Menurut Bursa Komoditas Vietnam (MXV), pada pekan tanggal 27 April hingga 1 Mei, sektor energi terus memimpin pasar, dengan indeks harga meningkat 5% dibandingkan pekan sebelumnya, mencapai 4.605 poin pada akhir pekan. Harga minyak mentah mencatat kenaikan signifikan karena kekhawatiran akan gangguan pasokan.
Pasar terpaksa menyesuaikan ekspektasi pasokannya, mendorong harga minyak naik tajam sepanjang minggu. Hingga 30 April, harga minyak Brent dan WTI telah naik sekitar 8–11% dibandingkan akhir minggu sebelumnya. Yang menarik, harga Brent sempat mencapai $126,4 per barel – level tertinggi sejak Maret 2022.

Selain faktor geopolitik , data penawaran dan permintaan juga berkontribusi pada tren kenaikan tersebut. Menurut Badan Informasi Energi AS (EIA), persediaan minyak mentah komersial turun lebih dari 6,2 juta barel, sementara persediaan bensin dan bahan bakar distilat juga menurun tajam.
Namun, menjelang akhir pekan, pasar agak mendingin karena Iran memberi sinyal kes readinessannya untuk melanjutkan negosiasi. Harga minyak kemudian sedikit turun sebesar 2–3% pada sesi perdagangan pertama bulan Mei, tetapi tetap mengakhiri pekan dengan tren kenaikan, dengan Brent mencapai $108,17/barel dan WTI di $101,94/barel.

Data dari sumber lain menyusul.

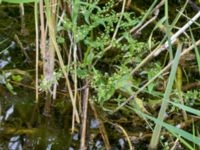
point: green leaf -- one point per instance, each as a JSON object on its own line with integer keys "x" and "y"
{"x": 173, "y": 129}
{"x": 186, "y": 108}
{"x": 19, "y": 1}
{"x": 17, "y": 78}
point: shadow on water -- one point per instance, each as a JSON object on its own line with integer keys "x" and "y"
{"x": 23, "y": 126}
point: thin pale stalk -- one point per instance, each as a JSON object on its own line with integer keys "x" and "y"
{"x": 37, "y": 54}
{"x": 156, "y": 133}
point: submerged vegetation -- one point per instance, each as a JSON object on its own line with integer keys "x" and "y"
{"x": 106, "y": 74}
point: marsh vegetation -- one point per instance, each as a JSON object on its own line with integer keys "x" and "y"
{"x": 99, "y": 74}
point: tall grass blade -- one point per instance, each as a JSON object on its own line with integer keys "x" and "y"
{"x": 157, "y": 129}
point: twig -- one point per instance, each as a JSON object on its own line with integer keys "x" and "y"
{"x": 84, "y": 119}
{"x": 102, "y": 129}
{"x": 158, "y": 50}
{"x": 118, "y": 24}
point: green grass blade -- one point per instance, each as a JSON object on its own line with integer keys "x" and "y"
{"x": 186, "y": 108}
{"x": 196, "y": 50}
{"x": 157, "y": 129}
{"x": 173, "y": 129}
{"x": 20, "y": 1}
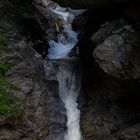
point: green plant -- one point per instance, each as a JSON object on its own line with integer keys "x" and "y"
{"x": 4, "y": 66}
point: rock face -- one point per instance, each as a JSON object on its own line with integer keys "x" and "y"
{"x": 26, "y": 79}
{"x": 111, "y": 86}
{"x": 118, "y": 54}
{"x": 90, "y": 3}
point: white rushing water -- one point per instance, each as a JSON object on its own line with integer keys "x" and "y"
{"x": 69, "y": 88}
{"x": 69, "y": 81}
{"x": 65, "y": 41}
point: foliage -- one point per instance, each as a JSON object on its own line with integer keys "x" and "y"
{"x": 10, "y": 106}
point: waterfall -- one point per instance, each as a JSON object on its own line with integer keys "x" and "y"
{"x": 69, "y": 88}
{"x": 68, "y": 73}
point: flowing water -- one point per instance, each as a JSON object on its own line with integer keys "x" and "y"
{"x": 69, "y": 89}
{"x": 68, "y": 74}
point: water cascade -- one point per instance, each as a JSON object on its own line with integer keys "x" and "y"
{"x": 67, "y": 73}
{"x": 69, "y": 89}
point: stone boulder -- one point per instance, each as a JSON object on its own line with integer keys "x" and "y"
{"x": 117, "y": 50}
{"x": 90, "y": 3}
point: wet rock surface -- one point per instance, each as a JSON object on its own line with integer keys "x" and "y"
{"x": 118, "y": 54}
{"x": 111, "y": 95}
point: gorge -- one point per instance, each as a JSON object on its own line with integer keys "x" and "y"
{"x": 69, "y": 70}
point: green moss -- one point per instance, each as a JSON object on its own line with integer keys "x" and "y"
{"x": 3, "y": 40}
{"x": 10, "y": 106}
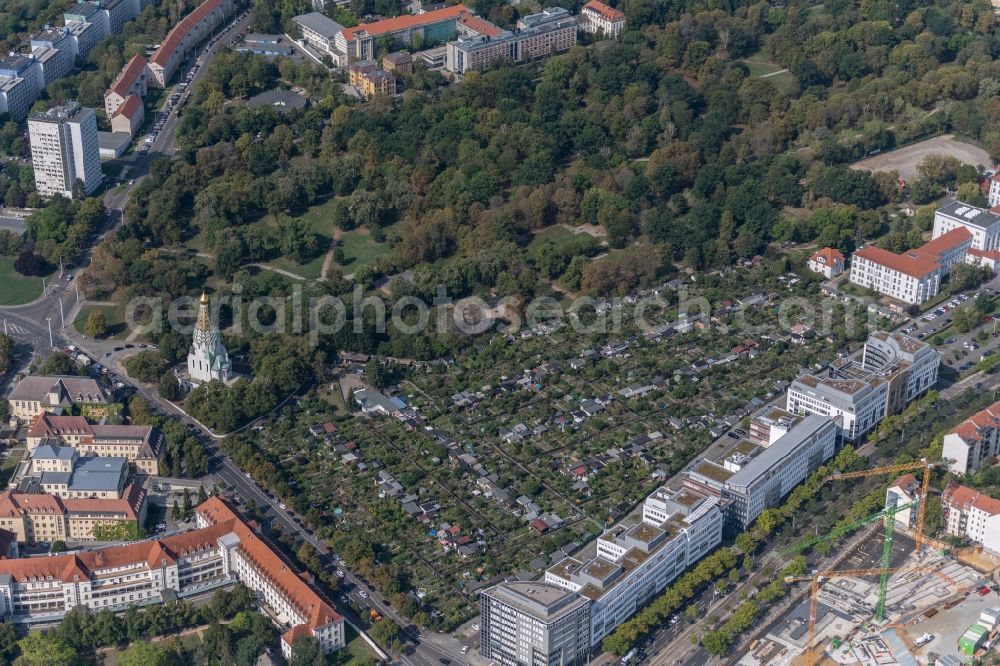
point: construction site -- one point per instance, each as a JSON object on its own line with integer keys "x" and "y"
{"x": 893, "y": 596}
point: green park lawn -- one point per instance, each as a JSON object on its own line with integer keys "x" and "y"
{"x": 359, "y": 249}
{"x": 113, "y": 315}
{"x": 17, "y": 289}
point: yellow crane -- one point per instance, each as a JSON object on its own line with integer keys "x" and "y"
{"x": 817, "y": 579}
{"x": 885, "y": 570}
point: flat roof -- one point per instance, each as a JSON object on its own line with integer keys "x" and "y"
{"x": 319, "y": 23}
{"x": 773, "y": 455}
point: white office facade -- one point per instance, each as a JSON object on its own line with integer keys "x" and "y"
{"x": 64, "y": 149}
{"x": 533, "y": 623}
{"x": 983, "y": 224}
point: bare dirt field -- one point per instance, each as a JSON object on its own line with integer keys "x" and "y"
{"x": 905, "y": 160}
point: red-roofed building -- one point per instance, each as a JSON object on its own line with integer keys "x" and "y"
{"x": 222, "y": 550}
{"x": 265, "y": 571}
{"x": 915, "y": 275}
{"x": 132, "y": 80}
{"x": 827, "y": 261}
{"x": 984, "y": 258}
{"x": 187, "y": 34}
{"x": 440, "y": 25}
{"x": 972, "y": 515}
{"x": 129, "y": 116}
{"x": 975, "y": 442}
{"x": 599, "y": 18}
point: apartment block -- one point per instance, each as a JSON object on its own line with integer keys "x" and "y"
{"x": 141, "y": 445}
{"x": 21, "y": 82}
{"x": 369, "y": 79}
{"x": 358, "y": 43}
{"x": 534, "y": 623}
{"x": 188, "y": 33}
{"x": 970, "y": 514}
{"x": 58, "y": 394}
{"x": 64, "y": 150}
{"x": 915, "y": 275}
{"x": 128, "y": 118}
{"x": 983, "y": 224}
{"x": 635, "y": 561}
{"x": 132, "y": 80}
{"x": 286, "y": 593}
{"x": 320, "y": 32}
{"x": 599, "y": 18}
{"x": 55, "y": 51}
{"x": 975, "y": 442}
{"x": 223, "y": 550}
{"x": 894, "y": 370}
{"x": 39, "y": 517}
{"x": 537, "y": 35}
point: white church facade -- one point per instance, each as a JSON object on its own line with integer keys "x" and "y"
{"x": 208, "y": 359}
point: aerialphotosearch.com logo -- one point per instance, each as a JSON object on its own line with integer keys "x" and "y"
{"x": 654, "y": 314}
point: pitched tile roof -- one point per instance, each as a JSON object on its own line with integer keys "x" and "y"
{"x": 315, "y": 609}
{"x": 180, "y": 31}
{"x": 965, "y": 497}
{"x": 828, "y": 256}
{"x": 129, "y": 107}
{"x": 127, "y": 77}
{"x": 918, "y": 262}
{"x": 609, "y": 13}
{"x": 405, "y": 22}
{"x": 971, "y": 429}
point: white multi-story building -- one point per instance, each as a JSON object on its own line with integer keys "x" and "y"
{"x": 894, "y": 370}
{"x": 320, "y": 32}
{"x": 993, "y": 195}
{"x": 634, "y": 561}
{"x": 534, "y": 623}
{"x": 36, "y": 394}
{"x": 223, "y": 550}
{"x": 537, "y": 35}
{"x": 64, "y": 150}
{"x": 827, "y": 261}
{"x": 20, "y": 84}
{"x": 752, "y": 478}
{"x": 262, "y": 569}
{"x": 599, "y": 18}
{"x": 55, "y": 51}
{"x": 972, "y": 515}
{"x": 983, "y": 224}
{"x": 915, "y": 275}
{"x": 974, "y": 442}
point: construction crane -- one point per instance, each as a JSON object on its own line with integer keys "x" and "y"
{"x": 924, "y": 464}
{"x": 812, "y": 541}
{"x": 819, "y": 577}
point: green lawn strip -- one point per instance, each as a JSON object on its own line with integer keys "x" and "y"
{"x": 113, "y": 315}
{"x": 17, "y": 288}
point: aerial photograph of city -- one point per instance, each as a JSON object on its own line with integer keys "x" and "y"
{"x": 499, "y": 332}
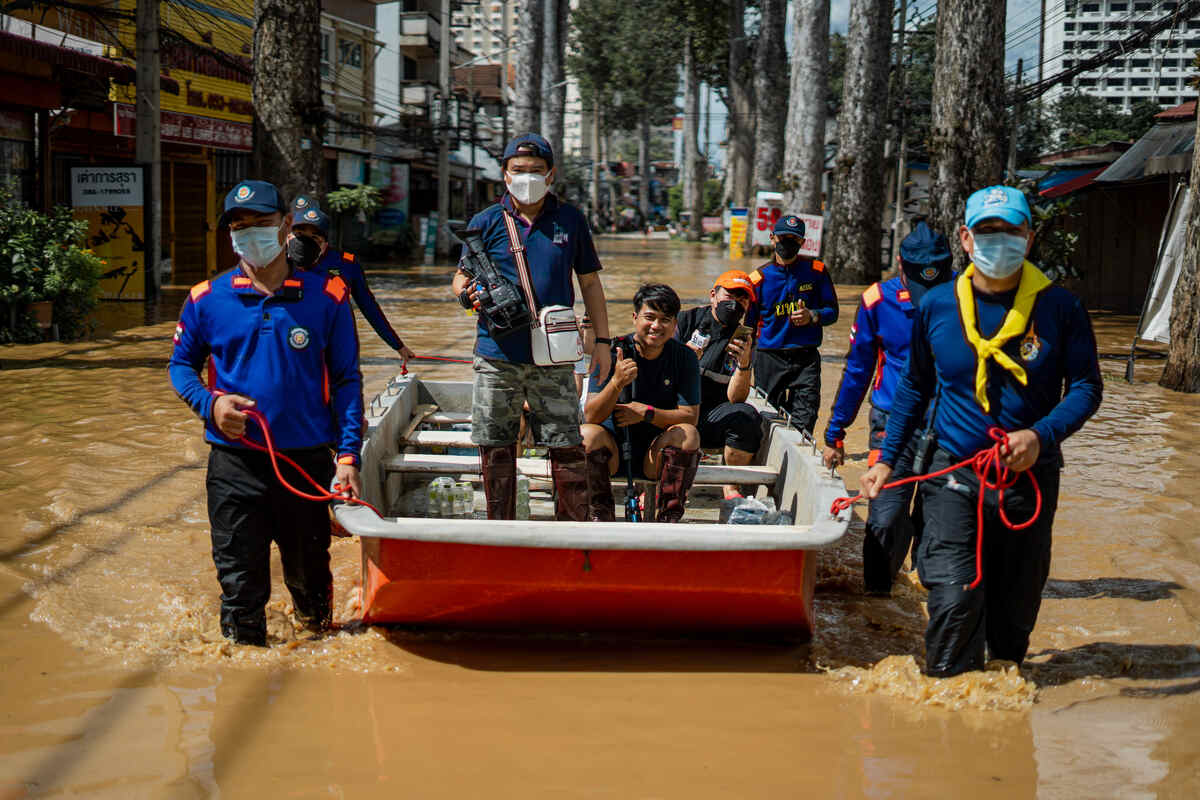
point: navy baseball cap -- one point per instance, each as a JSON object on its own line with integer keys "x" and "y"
{"x": 1002, "y": 202}
{"x": 304, "y": 202}
{"x": 312, "y": 216}
{"x": 253, "y": 196}
{"x": 528, "y": 144}
{"x": 790, "y": 226}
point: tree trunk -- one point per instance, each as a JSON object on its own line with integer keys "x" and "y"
{"x": 693, "y": 185}
{"x": 967, "y": 121}
{"x": 741, "y": 126}
{"x": 527, "y": 103}
{"x": 856, "y": 211}
{"x": 771, "y": 88}
{"x": 288, "y": 110}
{"x": 553, "y": 85}
{"x": 1182, "y": 371}
{"x": 643, "y": 167}
{"x": 804, "y": 152}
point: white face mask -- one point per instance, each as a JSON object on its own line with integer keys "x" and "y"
{"x": 257, "y": 246}
{"x": 527, "y": 187}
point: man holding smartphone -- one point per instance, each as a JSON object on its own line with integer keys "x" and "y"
{"x": 725, "y": 347}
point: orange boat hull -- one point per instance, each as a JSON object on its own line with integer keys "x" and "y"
{"x": 525, "y": 588}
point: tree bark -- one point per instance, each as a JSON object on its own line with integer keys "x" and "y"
{"x": 771, "y": 90}
{"x": 552, "y": 76}
{"x": 1182, "y": 371}
{"x": 967, "y": 121}
{"x": 693, "y": 186}
{"x": 856, "y": 211}
{"x": 804, "y": 151}
{"x": 289, "y": 116}
{"x": 741, "y": 121}
{"x": 527, "y": 102}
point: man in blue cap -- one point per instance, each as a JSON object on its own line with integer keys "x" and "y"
{"x": 556, "y": 244}
{"x": 309, "y": 248}
{"x": 879, "y": 350}
{"x": 282, "y": 342}
{"x": 999, "y": 347}
{"x": 795, "y": 301}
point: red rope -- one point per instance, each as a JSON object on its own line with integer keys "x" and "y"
{"x": 342, "y": 493}
{"x": 993, "y": 474}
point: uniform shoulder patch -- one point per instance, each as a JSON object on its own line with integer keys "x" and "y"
{"x": 201, "y": 289}
{"x": 871, "y": 296}
{"x": 336, "y": 288}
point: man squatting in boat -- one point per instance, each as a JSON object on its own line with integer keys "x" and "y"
{"x": 879, "y": 349}
{"x": 651, "y": 395}
{"x": 557, "y": 242}
{"x": 796, "y": 300}
{"x": 1000, "y": 346}
{"x": 310, "y": 250}
{"x": 725, "y": 349}
{"x": 280, "y": 341}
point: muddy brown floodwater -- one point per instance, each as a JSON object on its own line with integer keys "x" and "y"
{"x": 117, "y": 683}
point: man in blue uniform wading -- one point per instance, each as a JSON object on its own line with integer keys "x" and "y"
{"x": 795, "y": 302}
{"x": 997, "y": 347}
{"x": 309, "y": 248}
{"x": 557, "y": 245}
{"x": 879, "y": 350}
{"x": 281, "y": 342}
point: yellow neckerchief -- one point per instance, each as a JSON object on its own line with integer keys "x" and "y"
{"x": 1015, "y": 322}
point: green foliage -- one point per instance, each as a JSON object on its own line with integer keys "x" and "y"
{"x": 364, "y": 198}
{"x": 41, "y": 258}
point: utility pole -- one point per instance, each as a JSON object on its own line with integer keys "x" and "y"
{"x": 148, "y": 149}
{"x": 444, "y": 130}
{"x": 1017, "y": 121}
{"x": 903, "y": 150}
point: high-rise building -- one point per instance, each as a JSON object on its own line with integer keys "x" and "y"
{"x": 1079, "y": 29}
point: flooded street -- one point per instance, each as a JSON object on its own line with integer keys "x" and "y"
{"x": 118, "y": 683}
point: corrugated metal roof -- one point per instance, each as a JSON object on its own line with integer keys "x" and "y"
{"x": 1163, "y": 139}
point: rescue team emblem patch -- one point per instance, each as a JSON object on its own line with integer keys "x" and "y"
{"x": 298, "y": 337}
{"x": 1031, "y": 346}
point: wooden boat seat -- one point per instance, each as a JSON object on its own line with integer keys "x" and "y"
{"x": 539, "y": 468}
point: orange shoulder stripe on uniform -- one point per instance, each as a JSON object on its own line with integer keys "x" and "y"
{"x": 873, "y": 295}
{"x": 201, "y": 289}
{"x": 336, "y": 288}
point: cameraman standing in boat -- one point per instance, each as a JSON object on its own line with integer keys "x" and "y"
{"x": 557, "y": 242}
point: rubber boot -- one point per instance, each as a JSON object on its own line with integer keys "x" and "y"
{"x": 676, "y": 474}
{"x": 600, "y": 507}
{"x": 501, "y": 480}
{"x": 568, "y": 467}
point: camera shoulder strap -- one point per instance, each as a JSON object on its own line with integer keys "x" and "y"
{"x": 517, "y": 248}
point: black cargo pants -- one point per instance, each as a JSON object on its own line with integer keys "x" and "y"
{"x": 247, "y": 510}
{"x": 995, "y": 619}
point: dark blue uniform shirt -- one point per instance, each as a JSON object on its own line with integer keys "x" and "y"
{"x": 1059, "y": 355}
{"x": 294, "y": 353}
{"x": 346, "y": 265}
{"x": 557, "y": 242}
{"x": 780, "y": 290}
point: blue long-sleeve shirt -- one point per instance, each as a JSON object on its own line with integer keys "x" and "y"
{"x": 879, "y": 350}
{"x": 780, "y": 290}
{"x": 1059, "y": 355}
{"x": 345, "y": 265}
{"x": 294, "y": 353}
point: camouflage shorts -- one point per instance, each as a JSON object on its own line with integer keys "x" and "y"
{"x": 501, "y": 391}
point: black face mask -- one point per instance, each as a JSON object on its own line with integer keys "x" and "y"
{"x": 787, "y": 248}
{"x": 304, "y": 251}
{"x": 729, "y": 313}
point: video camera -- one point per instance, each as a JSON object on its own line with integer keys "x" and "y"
{"x": 501, "y": 302}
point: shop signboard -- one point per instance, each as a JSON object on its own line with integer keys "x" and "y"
{"x": 112, "y": 200}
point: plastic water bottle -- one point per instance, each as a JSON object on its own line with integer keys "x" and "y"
{"x": 522, "y": 497}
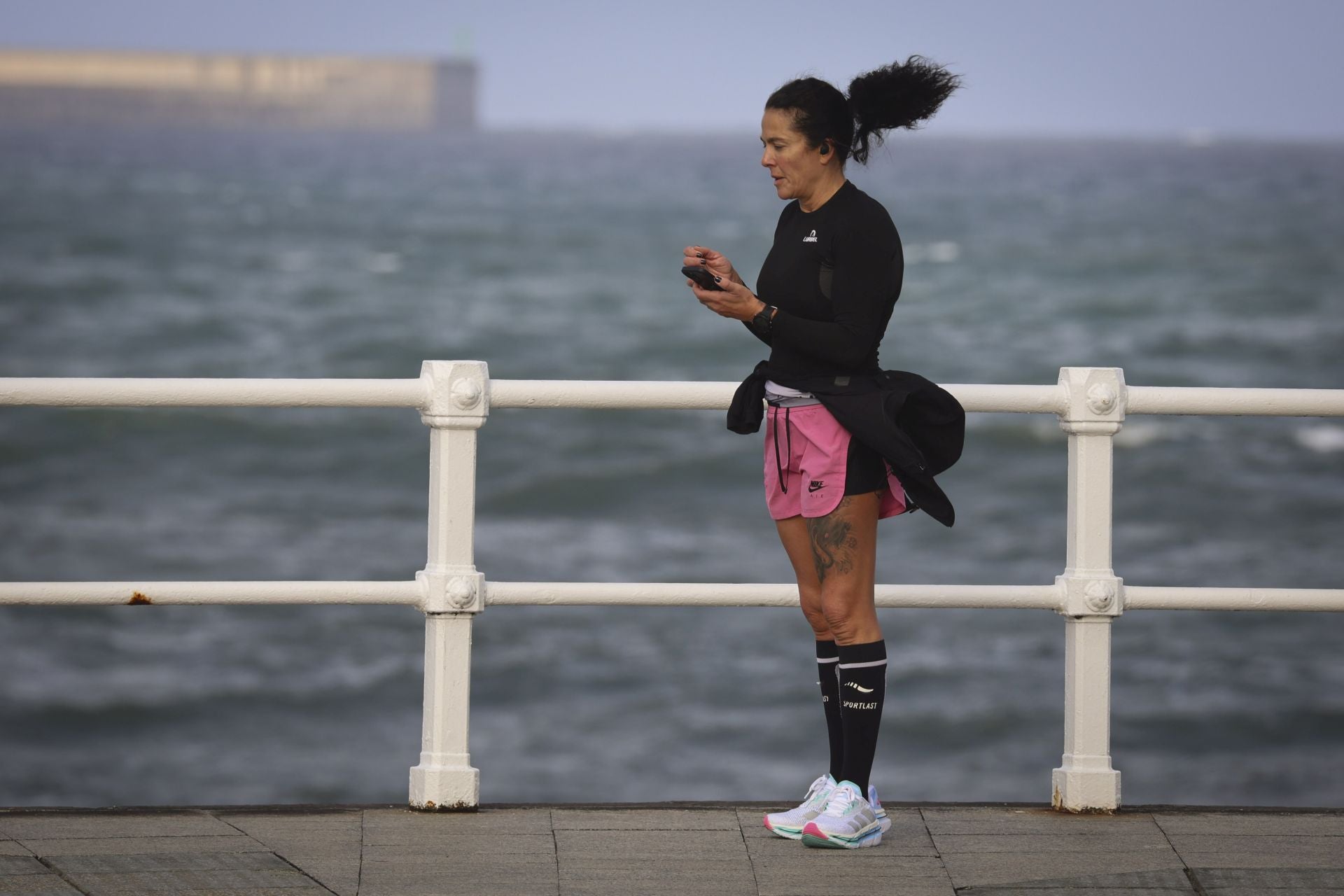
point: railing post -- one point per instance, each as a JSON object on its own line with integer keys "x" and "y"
{"x": 1092, "y": 594}
{"x": 457, "y": 400}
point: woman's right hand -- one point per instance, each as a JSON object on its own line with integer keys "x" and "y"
{"x": 706, "y": 257}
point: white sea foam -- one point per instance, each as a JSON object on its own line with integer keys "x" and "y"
{"x": 1324, "y": 438}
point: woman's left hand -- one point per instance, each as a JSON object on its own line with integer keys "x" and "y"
{"x": 734, "y": 300}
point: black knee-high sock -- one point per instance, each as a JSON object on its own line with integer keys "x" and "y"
{"x": 827, "y": 662}
{"x": 863, "y": 684}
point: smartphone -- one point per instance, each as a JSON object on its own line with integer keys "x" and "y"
{"x": 702, "y": 276}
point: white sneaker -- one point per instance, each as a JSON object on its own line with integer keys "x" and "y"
{"x": 848, "y": 821}
{"x": 790, "y": 824}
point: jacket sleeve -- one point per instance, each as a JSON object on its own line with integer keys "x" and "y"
{"x": 764, "y": 339}
{"x": 860, "y": 295}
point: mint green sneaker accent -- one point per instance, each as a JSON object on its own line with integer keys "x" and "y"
{"x": 848, "y": 821}
{"x": 790, "y": 824}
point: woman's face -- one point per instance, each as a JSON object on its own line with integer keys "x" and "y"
{"x": 794, "y": 167}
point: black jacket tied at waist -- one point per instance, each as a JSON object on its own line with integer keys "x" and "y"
{"x": 910, "y": 421}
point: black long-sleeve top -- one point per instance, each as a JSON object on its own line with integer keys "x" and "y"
{"x": 851, "y": 242}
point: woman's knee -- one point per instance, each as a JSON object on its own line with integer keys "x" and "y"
{"x": 850, "y": 617}
{"x": 811, "y": 601}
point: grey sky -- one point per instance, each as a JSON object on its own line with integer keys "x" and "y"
{"x": 1145, "y": 67}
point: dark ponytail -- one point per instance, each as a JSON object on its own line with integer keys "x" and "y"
{"x": 897, "y": 96}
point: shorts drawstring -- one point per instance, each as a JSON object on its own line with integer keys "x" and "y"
{"x": 788, "y": 441}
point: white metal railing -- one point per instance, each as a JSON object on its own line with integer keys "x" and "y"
{"x": 454, "y": 399}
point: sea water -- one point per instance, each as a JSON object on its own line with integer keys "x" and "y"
{"x": 554, "y": 257}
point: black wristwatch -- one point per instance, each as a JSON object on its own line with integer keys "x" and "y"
{"x": 762, "y": 321}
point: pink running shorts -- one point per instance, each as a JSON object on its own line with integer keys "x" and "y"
{"x": 813, "y": 460}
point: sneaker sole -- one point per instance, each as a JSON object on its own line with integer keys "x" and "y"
{"x": 783, "y": 830}
{"x": 867, "y": 839}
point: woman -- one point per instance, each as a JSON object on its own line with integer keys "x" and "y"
{"x": 827, "y": 292}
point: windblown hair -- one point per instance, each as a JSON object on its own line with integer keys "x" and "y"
{"x": 897, "y": 96}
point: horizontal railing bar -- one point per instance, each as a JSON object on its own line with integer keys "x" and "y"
{"x": 1234, "y": 402}
{"x": 660, "y": 594}
{"x": 717, "y": 397}
{"x": 612, "y": 394}
{"x": 648, "y": 594}
{"x": 1172, "y": 598}
{"x": 210, "y": 593}
{"x": 80, "y": 391}
{"x": 73, "y": 391}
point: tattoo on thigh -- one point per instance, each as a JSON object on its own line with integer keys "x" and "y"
{"x": 832, "y": 543}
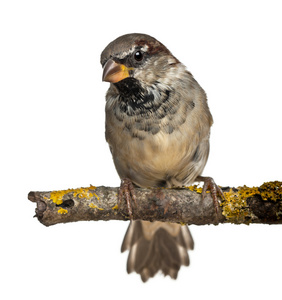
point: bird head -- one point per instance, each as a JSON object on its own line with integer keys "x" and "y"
{"x": 137, "y": 56}
{"x": 141, "y": 70}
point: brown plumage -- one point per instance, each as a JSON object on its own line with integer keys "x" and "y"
{"x": 157, "y": 126}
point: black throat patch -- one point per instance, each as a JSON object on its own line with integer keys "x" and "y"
{"x": 134, "y": 99}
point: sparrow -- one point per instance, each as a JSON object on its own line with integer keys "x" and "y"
{"x": 158, "y": 128}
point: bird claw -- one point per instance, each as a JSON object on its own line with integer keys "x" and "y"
{"x": 127, "y": 190}
{"x": 210, "y": 185}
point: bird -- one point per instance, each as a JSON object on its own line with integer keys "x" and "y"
{"x": 158, "y": 129}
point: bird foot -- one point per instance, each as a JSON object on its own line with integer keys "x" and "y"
{"x": 210, "y": 185}
{"x": 127, "y": 191}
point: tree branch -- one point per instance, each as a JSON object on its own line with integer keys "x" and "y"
{"x": 242, "y": 205}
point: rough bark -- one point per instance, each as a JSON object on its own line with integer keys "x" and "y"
{"x": 241, "y": 205}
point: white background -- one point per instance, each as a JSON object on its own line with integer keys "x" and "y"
{"x": 52, "y": 137}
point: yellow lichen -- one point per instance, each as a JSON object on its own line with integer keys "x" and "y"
{"x": 62, "y": 211}
{"x": 92, "y": 205}
{"x": 234, "y": 207}
{"x": 271, "y": 190}
{"x": 57, "y": 196}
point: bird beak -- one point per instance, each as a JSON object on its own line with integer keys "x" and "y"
{"x": 114, "y": 72}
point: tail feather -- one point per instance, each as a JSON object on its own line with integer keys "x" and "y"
{"x": 156, "y": 246}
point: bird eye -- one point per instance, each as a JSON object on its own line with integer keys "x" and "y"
{"x": 138, "y": 55}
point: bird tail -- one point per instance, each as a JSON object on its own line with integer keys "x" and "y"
{"x": 155, "y": 246}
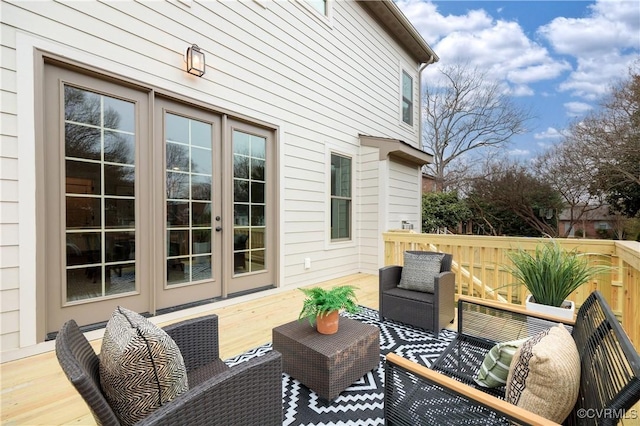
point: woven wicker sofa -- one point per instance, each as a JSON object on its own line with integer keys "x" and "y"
{"x": 447, "y": 393}
{"x": 247, "y": 394}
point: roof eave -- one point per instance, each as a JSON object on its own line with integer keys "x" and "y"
{"x": 396, "y": 23}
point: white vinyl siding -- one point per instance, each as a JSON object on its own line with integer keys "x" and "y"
{"x": 368, "y": 223}
{"x": 274, "y": 64}
{"x": 404, "y": 183}
{"x": 407, "y": 98}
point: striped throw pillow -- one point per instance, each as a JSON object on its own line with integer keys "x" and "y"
{"x": 495, "y": 367}
{"x": 141, "y": 367}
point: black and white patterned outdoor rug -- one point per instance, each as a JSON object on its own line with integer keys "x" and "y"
{"x": 361, "y": 403}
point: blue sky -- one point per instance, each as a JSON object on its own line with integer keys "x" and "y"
{"x": 556, "y": 57}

Kenaikan harga energi yang pesat dengan cepat menyebar ke produk pertanian melalui jalur biofuel. Dengan harga minyak yang tetap tinggi, permintaan akan sumber alternatif seperti minyak nabati meningkat, sehingga mendorong kenaikan harga banyak komoditas.
Di dalam negeri, pasar menunjukkan tren yang beragam. Harga bungkil kedelai untuk pengiriman Mei tetap sekitar 12.000 VND/kg, sementara perkiraan pasokan hampir 800.000 ton dapat menciptakan tekanan kelebihan pasokan dalam jangka pendek.